The death of Bea Arthur has got me wondering where else to get my fill of her pert bullfrog voice and inflexible smirk besides old "Golden Girls" episodes. Pauline Kael's review of the Lucille Ball film version of Mame ("Too terrible to be boring; you can get fixated staring at it and wondering what exactly Lucille Ball thinks she's doing," Kael writes, delighted. "When that sound comes out -- it's somewhere between a bark, a croak, and a quaver-- does she think she's singing?") has got me excited.

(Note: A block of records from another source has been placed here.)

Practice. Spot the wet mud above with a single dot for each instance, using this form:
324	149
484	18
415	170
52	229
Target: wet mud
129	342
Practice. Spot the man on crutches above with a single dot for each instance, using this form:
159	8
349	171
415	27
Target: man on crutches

A CD-R filled with bullfrog croaks would irritate less than Michael Haneke's Funny Games, his English-language version of his 1997 film, which itself predates the Abu Ghraib photos by several years. Outside the work of auteur Sylvester "Sly" Stallone (Cobra and Rambo particularly) I can't think of another filmmaker who took such exquisite pleasure in inflicting pain on his characters. "Exquitite" is right: his sets gleam with the unemphatic chic taste of Good Housekeeping. 2002's The Piano Teacher worked because of the too-perfect casting of Isabelle Huppert, who is to mashocism what Julia Roberts is to dentrifice; beneath the undigested Freudian subtexts and stupid ideas there was Haneke's perfect composure, the unhurried confidence with which he sustains a mood of dread. But I understand the complaints of those (many) who hated it. Cache (2005) was supposed to make us feel guilty about something, but I'm not sure what -- the French treatment of Algerians? Haneke treats lacunae as reverentially as Naomi Watts does her kitchen counters in Funny Games. He's the asshole who would blame the impulse to ask honest questions about his films on capitalism and Twitter.

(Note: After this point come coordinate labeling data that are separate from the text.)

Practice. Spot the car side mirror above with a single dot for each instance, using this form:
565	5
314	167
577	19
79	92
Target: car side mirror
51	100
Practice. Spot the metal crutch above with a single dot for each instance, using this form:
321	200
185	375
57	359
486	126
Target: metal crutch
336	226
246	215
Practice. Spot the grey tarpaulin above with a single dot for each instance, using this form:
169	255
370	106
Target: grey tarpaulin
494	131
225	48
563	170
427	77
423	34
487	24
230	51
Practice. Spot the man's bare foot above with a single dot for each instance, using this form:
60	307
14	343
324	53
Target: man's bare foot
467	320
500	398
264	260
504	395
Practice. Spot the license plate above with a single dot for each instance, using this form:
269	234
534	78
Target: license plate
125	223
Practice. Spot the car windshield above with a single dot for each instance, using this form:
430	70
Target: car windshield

It doesn't help that Funny Games' cast performs like Haneke instructed them to stare at a black spot in the corner of the frame. I've so tired of Naomi Watts' open-mouthed Kewpie doll routine; she either needs another comedy like I ::Heart:: Huckabees or a director more sympathetic to her gift for unearthing the hysteria in ordinarily pretty people. Tim Roth's in this farrago too, I think. As for Michael Pitt, he's a chubby nothing. From certain angles he looks like Truman Capote wearing an Andy Warhol mask. Shifting his weight from one tennis shoe to the other, he can't decide what to do with his body, or whether he should be on the set at all. If Pasolini were still alive, he'd cast Pitt as a too-long-for-this-world hustler, which would at least have the virtue of being convincing. In how many movies has Pitt been the object of leers from other boys? He and Haneke are ideal partners -- they each have something to pimp.